Like Wayne himself, Kathleen Winter’s novel is beautiful, but difficult. It’s remarkably well crafted, full of lovely prose and haunting images. From a pure language standpoint, it’s a delightful read, and one that reminds you what an author can do when she takes the time to choose every word carefully.
Annabel is full of beautiful (but harsh) scenery, and beautiful (but equally harsh) characters. That, I’m afraid, is where my dissatisfaction with the book originates. The story is very cold, almost clinical, and the characters are largely without emotion. There are a lot of powerful scenes in the book that elicit feelings of both hope and despair in the reader, but we’re alone in experiencing those feelings. The characters are like disinterested actors, simply walking through a rehearsal of their lines. The equally disinterested narrator tells us what happens to them, but offers no insight into what the characters are feeling. Thematically, I suspect very much that this emotional distance is intentional, but it creates a real issue with reader engagement.
As for the dilemma of Wayne/Annabel, I’m of mixed feelings there. This is absolutely a book about contradictions, and the contradiction of gender is first-and-foremost in every chapter. Annabel is not a book with a hermaphrodite character – it’s a book about a hermaphrodite character. With the exception of some medical interventions that are critical to driving the plot, however, Wayne/Annabel could just as easily have been a more traditional transgendered/transsexual character. The whole issue with the sequined bathing suit, for example, is something I particularly identified with.
However, it feels as if Kathleen Winter is using the biological construct of a hermaphrodite to justify (or even excuse) the fact that she is exploring a theme of gender identity. Undoubtedly, the physical fact of being a hermaphrodite, as opposed to the psychological theories of a transsexual, likely does as much to ease most readers through the story, as it does to ease the author through challenges I would have liked to see explored.
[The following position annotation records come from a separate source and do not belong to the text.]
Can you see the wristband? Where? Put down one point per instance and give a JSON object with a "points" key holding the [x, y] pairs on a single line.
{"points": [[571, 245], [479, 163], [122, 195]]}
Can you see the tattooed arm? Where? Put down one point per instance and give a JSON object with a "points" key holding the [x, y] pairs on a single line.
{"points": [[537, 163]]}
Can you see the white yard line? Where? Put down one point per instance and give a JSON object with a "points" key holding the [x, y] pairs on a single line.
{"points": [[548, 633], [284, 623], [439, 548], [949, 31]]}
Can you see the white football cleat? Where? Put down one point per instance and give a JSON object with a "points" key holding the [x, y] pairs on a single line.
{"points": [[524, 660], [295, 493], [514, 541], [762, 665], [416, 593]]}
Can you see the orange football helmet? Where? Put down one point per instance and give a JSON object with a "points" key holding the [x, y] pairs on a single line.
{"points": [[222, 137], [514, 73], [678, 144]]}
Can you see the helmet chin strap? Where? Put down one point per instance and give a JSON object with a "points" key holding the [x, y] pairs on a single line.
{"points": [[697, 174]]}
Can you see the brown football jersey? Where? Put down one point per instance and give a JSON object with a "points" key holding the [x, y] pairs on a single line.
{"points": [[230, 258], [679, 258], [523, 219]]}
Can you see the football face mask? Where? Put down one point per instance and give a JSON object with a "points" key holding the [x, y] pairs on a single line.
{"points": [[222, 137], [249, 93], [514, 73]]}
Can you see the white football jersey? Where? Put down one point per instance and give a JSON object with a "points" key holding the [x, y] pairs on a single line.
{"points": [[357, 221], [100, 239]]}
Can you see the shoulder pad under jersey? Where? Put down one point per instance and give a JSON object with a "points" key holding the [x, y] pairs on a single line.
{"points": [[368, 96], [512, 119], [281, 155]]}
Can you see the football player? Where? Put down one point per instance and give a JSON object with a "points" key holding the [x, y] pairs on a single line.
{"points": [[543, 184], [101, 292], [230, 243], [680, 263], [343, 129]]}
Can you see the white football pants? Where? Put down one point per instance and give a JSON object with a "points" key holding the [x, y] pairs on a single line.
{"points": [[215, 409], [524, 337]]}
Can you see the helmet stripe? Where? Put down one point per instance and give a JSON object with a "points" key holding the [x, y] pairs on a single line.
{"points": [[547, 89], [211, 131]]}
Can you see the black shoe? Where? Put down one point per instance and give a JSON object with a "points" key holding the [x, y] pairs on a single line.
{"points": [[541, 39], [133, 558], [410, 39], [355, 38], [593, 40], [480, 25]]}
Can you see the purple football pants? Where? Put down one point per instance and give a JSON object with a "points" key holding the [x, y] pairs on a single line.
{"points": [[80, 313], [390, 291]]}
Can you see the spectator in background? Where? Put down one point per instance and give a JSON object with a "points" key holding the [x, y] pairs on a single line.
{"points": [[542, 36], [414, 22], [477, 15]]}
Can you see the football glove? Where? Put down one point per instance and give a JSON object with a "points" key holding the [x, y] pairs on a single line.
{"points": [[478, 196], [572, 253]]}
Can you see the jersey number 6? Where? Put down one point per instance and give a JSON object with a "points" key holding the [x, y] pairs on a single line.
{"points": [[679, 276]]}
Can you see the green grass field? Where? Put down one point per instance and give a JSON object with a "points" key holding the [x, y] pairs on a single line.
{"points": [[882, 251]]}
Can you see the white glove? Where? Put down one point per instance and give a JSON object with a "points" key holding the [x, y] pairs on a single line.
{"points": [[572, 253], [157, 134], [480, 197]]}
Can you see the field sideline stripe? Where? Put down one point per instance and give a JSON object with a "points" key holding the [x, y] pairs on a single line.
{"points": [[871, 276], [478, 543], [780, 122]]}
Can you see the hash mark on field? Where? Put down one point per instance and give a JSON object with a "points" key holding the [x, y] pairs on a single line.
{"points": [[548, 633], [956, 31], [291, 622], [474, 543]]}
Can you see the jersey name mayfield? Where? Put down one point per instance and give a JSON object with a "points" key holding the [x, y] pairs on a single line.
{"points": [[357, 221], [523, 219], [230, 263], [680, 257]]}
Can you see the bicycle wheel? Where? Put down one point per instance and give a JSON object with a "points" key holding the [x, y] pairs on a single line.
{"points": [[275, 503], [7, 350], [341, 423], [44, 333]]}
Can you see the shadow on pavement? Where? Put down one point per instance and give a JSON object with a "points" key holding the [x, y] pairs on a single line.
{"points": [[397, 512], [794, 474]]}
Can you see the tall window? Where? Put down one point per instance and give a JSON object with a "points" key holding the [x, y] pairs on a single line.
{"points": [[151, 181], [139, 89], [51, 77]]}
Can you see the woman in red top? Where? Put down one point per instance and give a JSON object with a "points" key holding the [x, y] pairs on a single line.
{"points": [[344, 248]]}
As a transgendered reader, though, it feels like a cheat – and that annoyed me.
One thing I must say is that the author knows precisely how/where to end a story. Instead of a nice, tidy, storybook resolution for all involved, we’re left with a series of transitions. Kathleen Winter leaves us with a glimpse of characters who are changing, who are progressing from despair to hope . . . or, at least, the potential for hope. Like life, there are no guarantees of a happily ever after, but as readers we are made to feel comfortable enough to let the characters go, and trust them to take care of themselves.
Ultimately, it’s a book I can definitely say I admire but, sadly, not one that I can say I loved.